MicroSSIM is easily extensible to other SSIM-like measures, such as Multi-Scale SSIM (MS-SSIM), for which we provide an example.

See the paper for more details.

Installation

pip install microssim

Usage

import numpy as np
from microssim import MicroSSIM, micro_structural_similarity
from skimage.metrics import structural_similarity

rng = np.random.default_rng(42)
N = 5
gt = 200 + rng.integers(0, 65535, (N, 256, 256)) # stack of different images
pred = rng.poisson(gt) / 10

# using the convenience function
result = micro_structural_similarity(gt, pred)
print(f"MicroSSIM: {result} (convenience function)")

# using the class allows fitting a large dataset, then scoring a subset
microssim = MicroSSIM()
microssim.fit(gt, pred) # fit the parameters

for i in range(N):
    score = microssim.score(gt[i], pred[i]) # score a single pair
    print(f"MicroSSIM ({i}): {score}")

# compare with SSIM from skimage
for i in range(N):
    score = structural_similarity(gt[i], pred[i], data_range=65535)
    print(f"SSIM ({i}): {score}")

The code is similar for MicroMS3IM.

Tips for deep learning

MicroSSIM was developed in the context of deep-learning, in which SSIM is often used as a measure to compare denoised and ground-truth images. The tips presented here are valid beyond deep-learning.

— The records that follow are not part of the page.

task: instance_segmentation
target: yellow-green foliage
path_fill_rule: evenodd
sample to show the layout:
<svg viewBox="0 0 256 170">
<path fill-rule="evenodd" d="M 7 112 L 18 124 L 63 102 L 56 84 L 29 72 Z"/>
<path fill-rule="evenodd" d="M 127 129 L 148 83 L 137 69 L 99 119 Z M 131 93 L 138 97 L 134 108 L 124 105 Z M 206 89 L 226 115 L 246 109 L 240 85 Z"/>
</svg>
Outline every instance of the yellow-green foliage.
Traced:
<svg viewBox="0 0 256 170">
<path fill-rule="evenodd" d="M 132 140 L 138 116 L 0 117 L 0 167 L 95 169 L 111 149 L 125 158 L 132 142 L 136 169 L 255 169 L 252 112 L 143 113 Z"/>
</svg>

The larger the dataset, the better the estimate of the scaling factor will be. Therefore, it is recommended to fit the measure on the entire dataset (e.g. the whole training dataset). Once the data fitted, the MSSIM class has registered the parameters used for normalization and scaling. You can then score a subset of the data (e.g. the validation or test datasets) using the score method.

Cite us

If you use MicroSSIM in your research, please cite us:

Ashesh, Ashesh, Joran Deschamps, and Florian Jug. "MicroSSIM: Improved Structural Similarity for Comparing Microscopy Data." arXiv preprint arXiv:2408.08747 (2024). link.